Contestation du G20 - Une manifestation ou une diversion?

Nous ne sommes pas les témoins d’une simple dégringolade financière. Nous sommes au milieu d’une grave crise du système capitaliste et cette crise perdure depuis 1971. Nous subissons aujourd’hui les effets de l’éclatement de la bulle spéculative fondée sur le capital fictif. Et ceux et celles qui en seront les victimes sont les créateurs et les créatrices de toute véritable richesse; les travailleurs et les travailleuses du monde entier.

L’irrationalité du capitalisme est mise à nue. Pour ne donner qu’un exemple, quatre millions de domiciles ne sont pas occupés aux États-Unis, mais il y a des centaines de milliers de personnes qui vivent dans des «tent cities» ou dans des parcs de maisons mobiles.
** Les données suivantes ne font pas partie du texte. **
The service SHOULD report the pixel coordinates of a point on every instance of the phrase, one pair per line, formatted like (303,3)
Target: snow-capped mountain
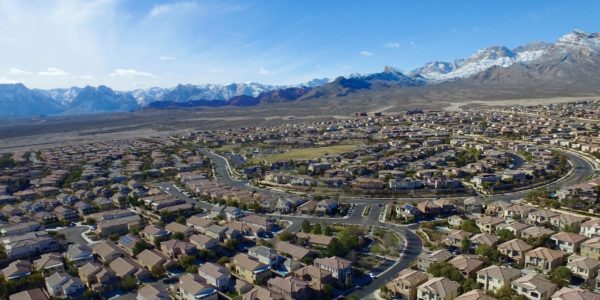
(482,60)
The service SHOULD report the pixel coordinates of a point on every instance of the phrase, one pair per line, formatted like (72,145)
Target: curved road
(582,171)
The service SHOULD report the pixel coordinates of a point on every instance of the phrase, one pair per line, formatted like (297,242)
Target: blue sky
(138,44)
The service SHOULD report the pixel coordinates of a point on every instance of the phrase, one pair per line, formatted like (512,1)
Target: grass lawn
(306,153)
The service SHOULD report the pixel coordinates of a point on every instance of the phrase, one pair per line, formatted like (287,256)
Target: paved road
(73,234)
(582,171)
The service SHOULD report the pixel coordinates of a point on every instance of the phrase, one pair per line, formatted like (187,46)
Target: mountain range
(571,65)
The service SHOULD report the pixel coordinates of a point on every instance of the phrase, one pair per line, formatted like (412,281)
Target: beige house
(249,269)
(455,238)
(494,277)
(568,242)
(534,286)
(583,267)
(467,265)
(487,224)
(515,249)
(568,293)
(406,283)
(426,259)
(475,295)
(591,248)
(438,288)
(543,259)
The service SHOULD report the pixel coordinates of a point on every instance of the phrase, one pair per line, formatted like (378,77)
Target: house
(467,265)
(204,242)
(535,232)
(28,244)
(289,287)
(543,259)
(591,248)
(487,224)
(515,250)
(175,227)
(79,254)
(569,293)
(199,223)
(456,237)
(152,232)
(490,240)
(250,269)
(216,232)
(49,263)
(516,228)
(296,252)
(541,216)
(534,286)
(125,266)
(62,285)
(568,242)
(152,258)
(261,293)
(495,277)
(583,267)
(233,213)
(265,255)
(590,228)
(326,207)
(438,288)
(97,277)
(566,221)
(153,292)
(316,277)
(193,287)
(405,284)
(20,229)
(31,294)
(17,269)
(424,260)
(175,249)
(340,268)
(215,275)
(107,251)
(475,295)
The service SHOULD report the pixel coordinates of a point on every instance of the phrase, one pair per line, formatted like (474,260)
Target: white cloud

Il n’est donc pas surprenant que la colère gronde. Il est encore moins surprenant que l’on veuille faire de la rencontre des 25 plus grands dirigeants de la planète au G20 de Londres un point central de l’expression de cette colère.

Pourtant, contrairement à la crise qu’ils ne peuvent résorber, les manifestations risquent d’être une diversion opportune pour Brown, Obama, Sarkozy, Harper et Cie. Plutôt que de représenter une menace réelle, les manifestations attireront l’attention du public loin des divergences entre les grandes puissances et leur incapacité de coopérer dans le but de prévenir que la crise s’approfondisse. Au mieux, les manifestations seront indicatives du niveau de «mécontentement social» auquel tous les leaders du monde seront confrontés à mesure que la situation économique se détériore. Mais alors que des partis sont chassés du pouvoir et que des gouvernement sont remplacés - de la Lituanie, la Hongrie et la République Tchèque jusqu’au Madagascar - comme conséquences directes de la crise économique, aucune alternative n’a jusqu’à maintenant été formulée au capitalisme en soi. Dans les plus importants centres du capitalisme, non seulement l’État reste intact, mais il est maintenant promu comme le sauveur de dernier recours.

Le capitalisme ne peut être réformé

En fait, les mouvements organisateurs des activités de cette semaine s’imaginent que le capitalisme peut arriver à trouver une solution à la crise. Ils croient que l’occasion peut servir à mettre de la pression sur le G20 pour qu’il allège la situation. Le bal commence le 28 mars avec les syndicats, diverses associations caritatives et des organisations qui militent contre la pauvreté et qui revendiquent que le G20 mette la priorité sur le «monde ordinaire», un mot d’ordre réformiste particulièrement doucereux qui révèle le manque total de compréhension de l’énormité de la crise et qui se déroulera sans doute sans autre participation de la masse des travailleurs et des travailleuses que celle d’en prendre connaissance à la télé.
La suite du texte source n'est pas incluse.